= Punto y Raya Festival =

Punto y Raya Festival is a festival devoted to abstract film organised by MAD - Moviment d’Alliberament Digital, a non-profit association devoted to cultural engineering through the development of projects involving Art, Science and Technology. The festival aims to explore the "ultimate synthesis of the form·movement duality" in different spheres of human endeavour. Due to the simplicity of its criteria, it uses 'abstraction's prime matter' to reveal the limitations and achievements of our representation systems. Seeking to gain intuition of spacetime in dimensions beyond the perceptible spectrum, the festival offers different editions adding one new dimension to explore at the time.

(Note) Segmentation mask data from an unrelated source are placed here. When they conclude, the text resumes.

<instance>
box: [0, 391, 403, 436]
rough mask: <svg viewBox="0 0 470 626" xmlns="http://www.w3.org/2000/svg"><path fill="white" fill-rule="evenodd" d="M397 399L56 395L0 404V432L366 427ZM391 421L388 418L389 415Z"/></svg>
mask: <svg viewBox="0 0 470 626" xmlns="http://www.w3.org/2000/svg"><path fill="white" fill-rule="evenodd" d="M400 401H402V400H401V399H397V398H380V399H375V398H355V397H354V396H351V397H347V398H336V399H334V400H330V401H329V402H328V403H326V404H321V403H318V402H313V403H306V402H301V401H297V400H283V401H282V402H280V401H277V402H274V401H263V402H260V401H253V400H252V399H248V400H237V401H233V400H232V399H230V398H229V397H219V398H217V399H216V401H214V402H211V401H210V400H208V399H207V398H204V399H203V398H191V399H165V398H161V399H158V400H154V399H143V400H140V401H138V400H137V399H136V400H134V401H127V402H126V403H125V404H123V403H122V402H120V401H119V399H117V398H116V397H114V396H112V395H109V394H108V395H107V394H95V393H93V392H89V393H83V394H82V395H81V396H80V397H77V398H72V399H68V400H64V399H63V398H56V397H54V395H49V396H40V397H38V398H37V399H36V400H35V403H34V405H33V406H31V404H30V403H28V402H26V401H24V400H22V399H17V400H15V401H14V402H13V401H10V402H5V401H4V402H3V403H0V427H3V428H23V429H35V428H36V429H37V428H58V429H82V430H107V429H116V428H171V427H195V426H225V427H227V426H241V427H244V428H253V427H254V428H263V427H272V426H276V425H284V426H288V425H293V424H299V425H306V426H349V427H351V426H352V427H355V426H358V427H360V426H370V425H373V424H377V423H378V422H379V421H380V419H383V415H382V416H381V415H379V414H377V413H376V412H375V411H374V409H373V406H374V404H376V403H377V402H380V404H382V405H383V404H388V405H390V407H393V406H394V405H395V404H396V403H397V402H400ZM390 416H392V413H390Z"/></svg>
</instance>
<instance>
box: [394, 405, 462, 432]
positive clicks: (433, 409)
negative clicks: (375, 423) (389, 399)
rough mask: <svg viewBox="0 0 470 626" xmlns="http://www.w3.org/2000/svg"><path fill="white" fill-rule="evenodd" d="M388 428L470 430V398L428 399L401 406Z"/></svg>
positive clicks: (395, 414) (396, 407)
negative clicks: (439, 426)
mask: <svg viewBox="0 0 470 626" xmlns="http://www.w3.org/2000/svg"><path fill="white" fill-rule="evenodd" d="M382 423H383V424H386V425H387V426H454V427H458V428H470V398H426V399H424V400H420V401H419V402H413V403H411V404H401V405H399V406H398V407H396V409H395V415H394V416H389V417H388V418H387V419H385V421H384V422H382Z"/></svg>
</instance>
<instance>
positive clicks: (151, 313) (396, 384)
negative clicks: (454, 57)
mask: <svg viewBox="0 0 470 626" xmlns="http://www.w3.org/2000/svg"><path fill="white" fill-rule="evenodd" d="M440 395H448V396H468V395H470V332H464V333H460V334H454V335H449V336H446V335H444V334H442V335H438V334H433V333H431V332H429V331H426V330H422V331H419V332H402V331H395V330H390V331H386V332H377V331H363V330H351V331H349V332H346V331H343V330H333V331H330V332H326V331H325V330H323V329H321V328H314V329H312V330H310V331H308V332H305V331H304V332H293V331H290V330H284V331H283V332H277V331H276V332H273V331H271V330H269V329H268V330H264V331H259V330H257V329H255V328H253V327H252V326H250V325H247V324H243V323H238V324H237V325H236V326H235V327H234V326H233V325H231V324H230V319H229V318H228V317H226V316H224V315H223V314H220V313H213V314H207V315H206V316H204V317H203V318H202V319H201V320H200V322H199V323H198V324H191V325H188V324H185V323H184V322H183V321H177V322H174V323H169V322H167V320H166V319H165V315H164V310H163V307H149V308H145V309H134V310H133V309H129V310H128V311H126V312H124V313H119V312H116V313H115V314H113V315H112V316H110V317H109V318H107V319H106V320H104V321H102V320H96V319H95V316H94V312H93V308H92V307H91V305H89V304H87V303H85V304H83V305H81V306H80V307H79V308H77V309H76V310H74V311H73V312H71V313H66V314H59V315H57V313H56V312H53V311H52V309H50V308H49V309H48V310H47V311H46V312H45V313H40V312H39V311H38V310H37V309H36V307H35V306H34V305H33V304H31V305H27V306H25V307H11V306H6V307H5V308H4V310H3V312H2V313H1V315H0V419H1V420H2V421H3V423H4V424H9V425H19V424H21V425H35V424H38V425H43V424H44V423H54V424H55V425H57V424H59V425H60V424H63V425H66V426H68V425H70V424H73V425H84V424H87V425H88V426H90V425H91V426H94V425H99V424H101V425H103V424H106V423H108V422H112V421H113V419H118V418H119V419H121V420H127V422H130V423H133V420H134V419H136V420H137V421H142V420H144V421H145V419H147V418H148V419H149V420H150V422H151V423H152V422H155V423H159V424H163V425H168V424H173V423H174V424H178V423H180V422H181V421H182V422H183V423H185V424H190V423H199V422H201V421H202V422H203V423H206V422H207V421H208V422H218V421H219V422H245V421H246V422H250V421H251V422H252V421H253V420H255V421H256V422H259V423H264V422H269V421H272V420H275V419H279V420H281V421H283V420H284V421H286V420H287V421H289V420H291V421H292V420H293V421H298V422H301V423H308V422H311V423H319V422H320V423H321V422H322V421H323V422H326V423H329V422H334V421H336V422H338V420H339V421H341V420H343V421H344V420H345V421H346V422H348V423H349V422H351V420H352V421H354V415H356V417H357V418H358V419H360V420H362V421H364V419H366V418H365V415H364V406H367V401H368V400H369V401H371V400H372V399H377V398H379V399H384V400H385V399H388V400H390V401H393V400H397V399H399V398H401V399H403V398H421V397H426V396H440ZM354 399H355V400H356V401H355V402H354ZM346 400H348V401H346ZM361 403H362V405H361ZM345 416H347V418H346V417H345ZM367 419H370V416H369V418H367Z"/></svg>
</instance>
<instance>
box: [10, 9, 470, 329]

== Reykjavík Visual Music – Punto y Raya Festival 2014 ==
In 2014, Punto y Raya and Reykjavík Center for Visual Music joined forces to produce "the greatest Abstract Visual Music and Live Cinema event in history" which took place at Harpa and Reykjavik Art Museum in Reykjavík, Iceland. The programme featured live performances by Ryoji Ikeda, Ryoichi Kurokawa, Bret Battey and Hugi Guðmundsson, Max Hattler, D-Fuse, Usaginingen and others; Guest Austrian and Polish Film panoramas, and short film competitions bringing together nearly 500 artists from 46 countries.

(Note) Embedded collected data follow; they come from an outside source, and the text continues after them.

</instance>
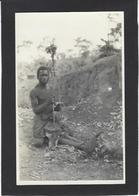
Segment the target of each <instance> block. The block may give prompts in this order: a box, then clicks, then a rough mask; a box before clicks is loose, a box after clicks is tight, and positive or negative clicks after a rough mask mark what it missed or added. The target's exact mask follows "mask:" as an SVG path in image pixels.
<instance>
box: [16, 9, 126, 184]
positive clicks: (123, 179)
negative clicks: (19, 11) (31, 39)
mask: <svg viewBox="0 0 139 196" xmlns="http://www.w3.org/2000/svg"><path fill="white" fill-rule="evenodd" d="M102 12H104V11H102ZM110 12H111V11H110ZM112 12H118V13H121V14H122V15H123V22H122V105H123V114H122V117H123V180H76V181H71V180H66V181H64V180H59V181H56V180H53V181H52V180H49V181H21V180H20V178H19V176H20V167H19V161H18V160H19V153H18V146H19V140H18V138H19V134H18V131H17V130H18V120H17V119H18V116H17V115H18V107H17V106H18V99H17V93H16V92H17V89H18V84H17V82H16V77H15V84H16V92H15V93H16V96H15V97H16V110H15V111H16V185H78V184H81V185H87V184H88V185H101V184H102V185H108V184H109V185H113V184H125V183H126V175H125V172H126V170H125V166H126V163H125V156H126V155H125V107H124V106H125V80H124V79H125V78H124V76H125V60H124V58H125V53H124V22H125V20H124V11H112ZM37 13H39V12H37ZM51 13H52V12H51ZM62 13H64V12H62ZM70 13H72V12H70ZM73 13H75V12H73ZM80 13H82V12H80ZM18 14H19V13H18ZM27 14H29V13H27ZM15 32H16V13H15ZM15 46H16V36H15ZM15 59H16V62H17V58H16V47H15ZM15 69H16V76H17V66H16V67H15Z"/></svg>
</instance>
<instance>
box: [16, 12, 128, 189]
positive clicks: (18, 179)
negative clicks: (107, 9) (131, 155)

== version 0·4 | in space·time ==
This version explores different ways to conceive and represent the fourth dimension.
- In relativistic terms the persistence of an object's movement through Time is a way to represent objects in 4d.
- Films where the "camera" goes right through solid matter to perceive the enclosed interior also represent reality as seen through eyes from the fourth dimension.

== version 0·3 | in space ==
This version explores depth using several projection systems and the notion of perspective in 3d space.

== version 0·2b | with an identity crisis ==
In the second version the festival explored all "dots and lines of a schizoid nature". That is, who suffer from an identity crisis and wish to belong to another dimension. A delightful journey through fractal dimensions inhabited by forms and movements that try to resignify the euclidean categories in a mathematical or poetic way.

== version 0·2 | back to basics! ==
This first "version" of the festival features exclusively dot·lines as ends in themselves. No figuration, no perspective, just dot·lines moving on a plane.